Fourth, President Obama is just beginning his second term in office and Madame Park Geun-hye is about to be inaugurated president in South Korea. An opportunity exists for Xi Jinping to signal his commitment to strengthen both of these relationships. In the case of ties with Washington, concerns have abounded about a rising mutual trust deficit and consideration is being devoted to how to build a new type of major power relationship. Dialogue, agreement on a new label for the relationship, or signing another joint statement can only contribute to trust building on the margins. Cooperation to reign in North Korea’s provocations and persuade Pyongyang to return to the agreements reached under the Six Party Talks would serve as an example to the respective publics and elite of the U.S., China and the all the world’s nations of effective U.S.-Chinese collaboration to strengthen global security. A successful case of cooperation will have a positive impact on the overall US-China relationship; it will be more consequential than hundreds of hours of dialogue.

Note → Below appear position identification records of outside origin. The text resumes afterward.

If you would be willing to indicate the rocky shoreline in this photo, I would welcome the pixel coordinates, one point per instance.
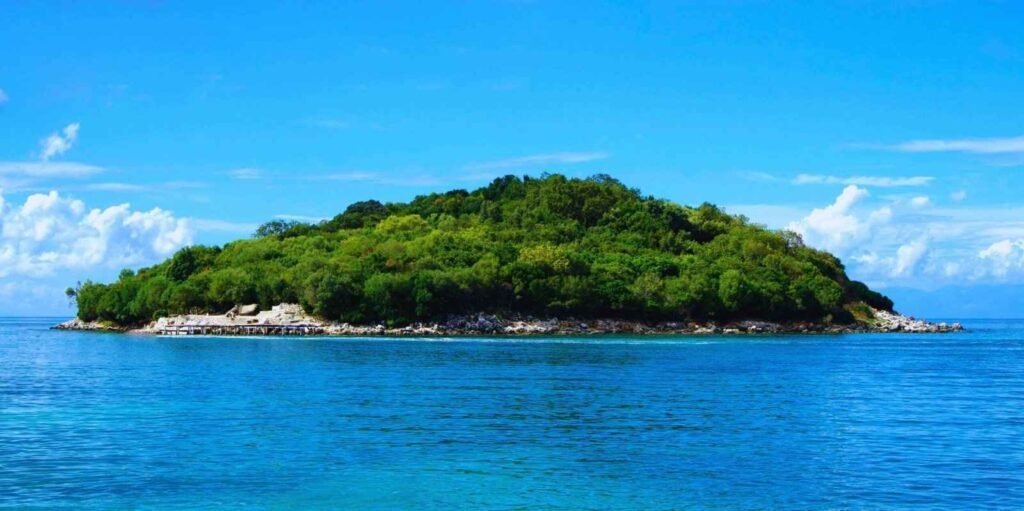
(291, 320)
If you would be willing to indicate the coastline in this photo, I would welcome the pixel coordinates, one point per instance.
(290, 320)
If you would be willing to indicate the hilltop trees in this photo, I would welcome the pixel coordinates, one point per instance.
(553, 246)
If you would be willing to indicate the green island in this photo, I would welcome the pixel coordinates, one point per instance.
(548, 247)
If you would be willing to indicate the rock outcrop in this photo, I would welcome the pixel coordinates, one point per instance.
(292, 320)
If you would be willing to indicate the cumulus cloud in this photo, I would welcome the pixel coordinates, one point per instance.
(921, 202)
(881, 181)
(58, 143)
(538, 160)
(974, 145)
(1003, 258)
(49, 232)
(836, 227)
(907, 257)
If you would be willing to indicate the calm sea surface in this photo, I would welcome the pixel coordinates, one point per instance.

Finally, if Beijing plays a proactive role to create a more stable security environment in Northeast Asia, this will be welcomed by all of China’s neighbors. Rising doubts about China’s adherence to a peaceful rise will be eased, and Beijing will be seen as a provider of international public goods and a responsible international player.
China’s long-standing approach to responding to North Korea’s provocations by seeking to do the minimum to satisfy the demands of the international community while shielding North Korea from punitive measures that could destabilize the regime and preserving Sino-DPRK ties no longer serves Beijing’s interests. It’s time for Xi Jinping and his colleagues to re-think policy toward North Korea.
Bonnie Glaser is Senior Adviser for Asia at the Center for Strategic and International Studies (CSIS).